A deepfake study investigates how reliably people recognize fakes. Here’s how you can test yourself.
Artificial Intelligence automates and simplifies the creation of fake texts, fake audios and manipulated videos. The necessary tools and methods are readily available and improving constantly. Experts have therefore long warned against the possible misuse of these technologies for political influence.
Whether and how such influence might work depends largely on people’s ability to detect AI fakes. A new study now examines how easily different modalities, such as video, audio and text, can fool people.
Fake benchmark with political deepfakes
For their study, MIT AI researchers recruited nearly 500 participants to rate the authenticity of video, audio and text excerpts of Donald Trump and Joe Biden on a website.
In addition, more than 5,000 people visited the corresponding website and also participated in the deepfake test. All participants knew that half of the media shown was manipulated.
The content came from the Presidential Deepfake Dataset and included 32 videos of speeches by the two politicians – half real, half fake. The MIT researchers also made additional modifications to the videos, reducing the resolution and replacing audio tracks or text.
The approximately 5,700 participants gave a total of 6,792 ratings on the authenticity of the media. According to the researchers, they relied more on how something was said, i.e. the audiovisual cues, than on the actual content of the speech.
However, in cases where the content clearly contradicted public perceptions of politicians’ beliefs, participants relied less on visual cues, the researchers found.
Less complex fakes are better fakes
Two trends emerged in the study: first, the more modalities (audio, video, text) a fake has, the easier it is for people to recognize it as a fake.

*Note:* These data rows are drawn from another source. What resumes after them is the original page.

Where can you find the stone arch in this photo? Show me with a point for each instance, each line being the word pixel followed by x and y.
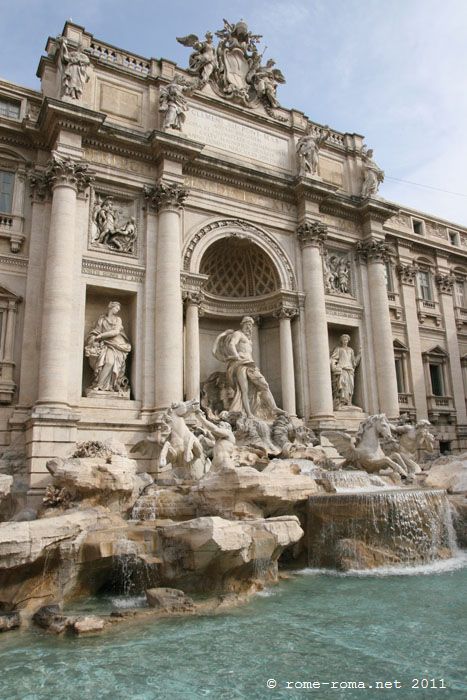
pixel 199 243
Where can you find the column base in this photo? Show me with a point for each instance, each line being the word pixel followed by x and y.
pixel 51 431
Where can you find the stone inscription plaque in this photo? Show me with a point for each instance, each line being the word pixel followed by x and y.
pixel 237 139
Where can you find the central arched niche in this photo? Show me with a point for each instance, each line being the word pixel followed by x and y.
pixel 240 273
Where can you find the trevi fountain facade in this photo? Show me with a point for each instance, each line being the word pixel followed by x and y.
pixel 223 353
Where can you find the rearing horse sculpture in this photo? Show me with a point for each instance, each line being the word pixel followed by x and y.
pixel 366 452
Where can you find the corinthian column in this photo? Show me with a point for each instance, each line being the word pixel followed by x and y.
pixel 167 199
pixel 374 253
pixel 285 315
pixel 192 362
pixel 66 177
pixel 312 236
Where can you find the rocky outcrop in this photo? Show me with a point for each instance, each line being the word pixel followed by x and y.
pixel 57 558
pixel 169 600
pixel 211 553
pixel 105 477
pixel 274 491
pixel 449 473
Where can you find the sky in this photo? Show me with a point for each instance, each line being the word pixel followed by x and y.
pixel 394 71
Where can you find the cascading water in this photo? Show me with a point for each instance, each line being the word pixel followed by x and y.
pixel 369 529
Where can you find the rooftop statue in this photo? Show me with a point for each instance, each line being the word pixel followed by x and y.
pixel 234 66
pixel 373 176
pixel 74 65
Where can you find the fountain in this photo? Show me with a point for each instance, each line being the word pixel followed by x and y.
pixel 367 529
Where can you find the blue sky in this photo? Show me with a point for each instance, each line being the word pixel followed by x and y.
pixel 392 70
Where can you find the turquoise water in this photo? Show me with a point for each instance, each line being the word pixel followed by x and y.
pixel 314 628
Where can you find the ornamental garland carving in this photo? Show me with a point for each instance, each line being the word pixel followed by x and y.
pixel 166 195
pixel 234 67
pixel 373 251
pixel 312 233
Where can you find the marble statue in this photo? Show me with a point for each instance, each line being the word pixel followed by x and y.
pixel 252 394
pixel 203 59
pixel 343 365
pixel 109 233
pixel 373 176
pixel 366 452
pixel 233 68
pixel 308 147
pixel 173 103
pixel 75 70
pixel 336 274
pixel 107 347
pixel 410 439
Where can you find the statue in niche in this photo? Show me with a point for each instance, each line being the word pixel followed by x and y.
pixel 75 69
pixel 203 60
pixel 373 176
pixel 336 274
pixel 173 103
pixel 252 395
pixel 343 365
pixel 308 147
pixel 107 347
pixel 115 237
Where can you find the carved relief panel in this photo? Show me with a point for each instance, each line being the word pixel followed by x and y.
pixel 113 223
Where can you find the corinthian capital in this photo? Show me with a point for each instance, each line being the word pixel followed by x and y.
pixel 63 170
pixel 445 283
pixel 373 251
pixel 312 233
pixel 166 195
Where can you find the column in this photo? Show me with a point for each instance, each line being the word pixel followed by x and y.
pixel 285 315
pixel 312 236
pixel 445 287
pixel 192 358
pixel 374 252
pixel 407 276
pixel 66 177
pixel 168 198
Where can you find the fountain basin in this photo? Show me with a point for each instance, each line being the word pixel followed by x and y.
pixel 368 529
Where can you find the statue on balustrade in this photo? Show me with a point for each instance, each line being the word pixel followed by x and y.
pixel 373 176
pixel 107 347
pixel 75 70
pixel 251 393
pixel 343 365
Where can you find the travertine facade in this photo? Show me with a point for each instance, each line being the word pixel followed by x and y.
pixel 190 199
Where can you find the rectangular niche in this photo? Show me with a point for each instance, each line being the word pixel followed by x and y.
pixel 114 222
pixel 335 333
pixel 97 301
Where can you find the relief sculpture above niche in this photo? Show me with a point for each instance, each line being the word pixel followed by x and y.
pixel 113 224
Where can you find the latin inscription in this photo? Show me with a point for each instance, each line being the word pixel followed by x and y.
pixel 238 139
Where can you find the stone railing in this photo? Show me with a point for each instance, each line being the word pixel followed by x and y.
pixel 122 59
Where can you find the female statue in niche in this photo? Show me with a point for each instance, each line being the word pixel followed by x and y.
pixel 343 365
pixel 106 348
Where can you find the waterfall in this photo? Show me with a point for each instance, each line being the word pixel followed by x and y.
pixel 368 529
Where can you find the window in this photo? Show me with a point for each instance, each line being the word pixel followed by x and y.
pixel 437 380
pixel 9 108
pixel 400 375
pixel 424 285
pixel 388 275
pixel 6 191
pixel 459 293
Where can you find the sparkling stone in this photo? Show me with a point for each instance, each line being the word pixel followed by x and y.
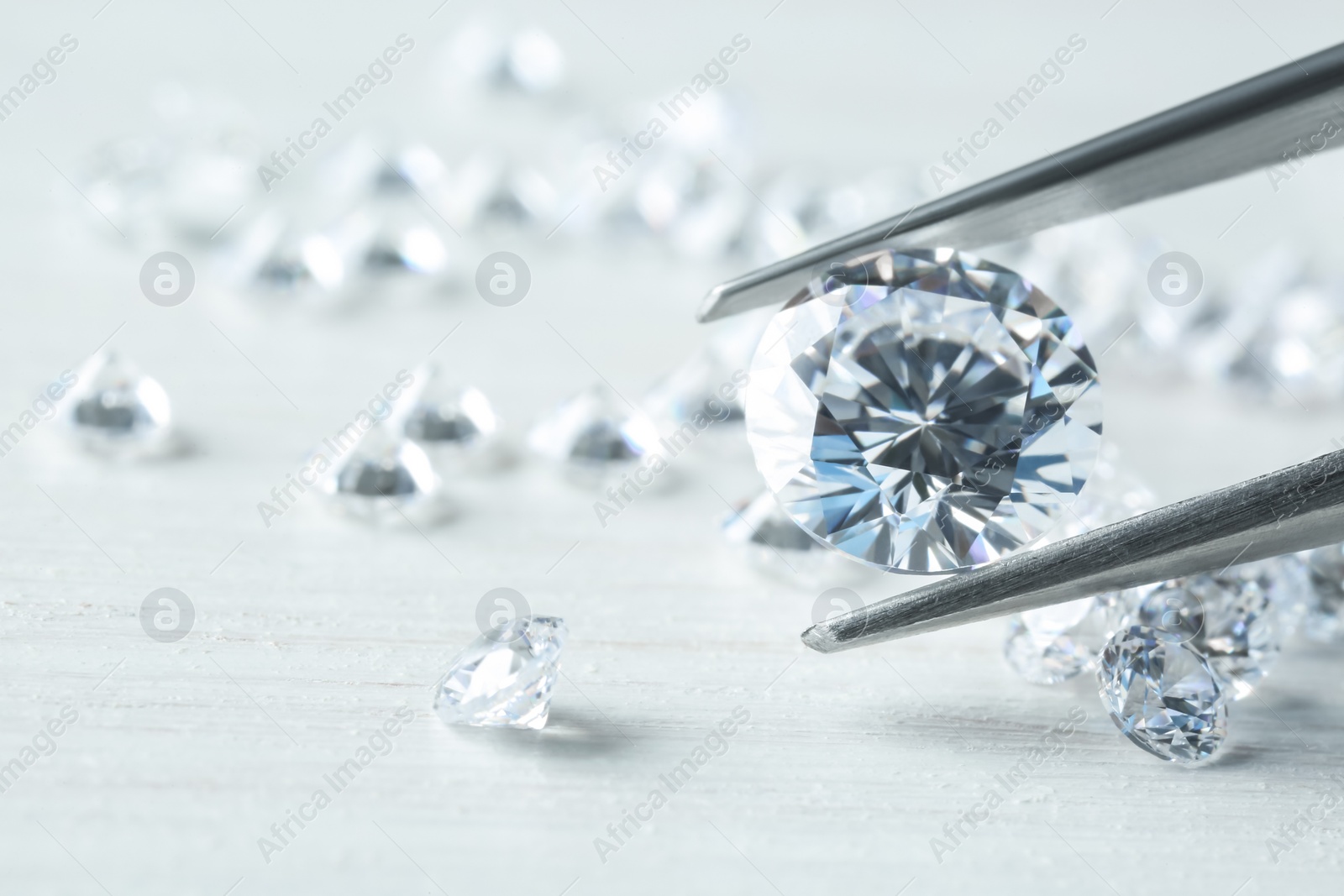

And second, the technology for audio fakes does not yet match that for visual deepfakes.
For example, participants were worse at recognizing fake text than fake video with a transcript or fake video with an audio track. Fake audio tracks were also recognized as fakes more often than fake videos.
Humans could detect visual inconsistencies created by lip-syncing Deepfake manipulations, the paper says. However, the accuracy for such videos without an audio track is only 64 percent. The accuracy increases to 66 percent when subtitles are added. The accuracy for videos with text and audio, on the other hand, averages 82 percent.
According to the researchers, ratings generally include perceptual cues from video and audio, as well as considerations of content, shaped by the expectations participants have of the speaker. However, when evaluating content alone – i.e., pure text – accuracy is only slightly above chance, averaging 57 percent.
Deepfake detection: Is more media literacy a solution?
A deepfake with audio is therefore detected by a large proportion of participants – but they specifically search for fakes in the experiment and know that half of all content is fake.
The quality of the audio and video fakes used in the experiment also does not reach the quality of the current best deepfakes. The figures could therefore look significantly different in a different context – for example, on a social media platform and with higher-quality videos.
The researchers therefore suggest media literacy programs to encourage reflective thinking and content moderation systems that provide explanations to alert people to questionable content and clues such as image artifacts, semantic errors, or biometric features.
You can try out the Deepfake test on MIT’s Detect Fakes website.
A recent study on the credibility of deepfake portraits shows that people can hardly tell apart AI-faked photos and original photos – even if they know they are looking for fakes. What’s more, they attribute higher trustworthiness to AI-generated faces.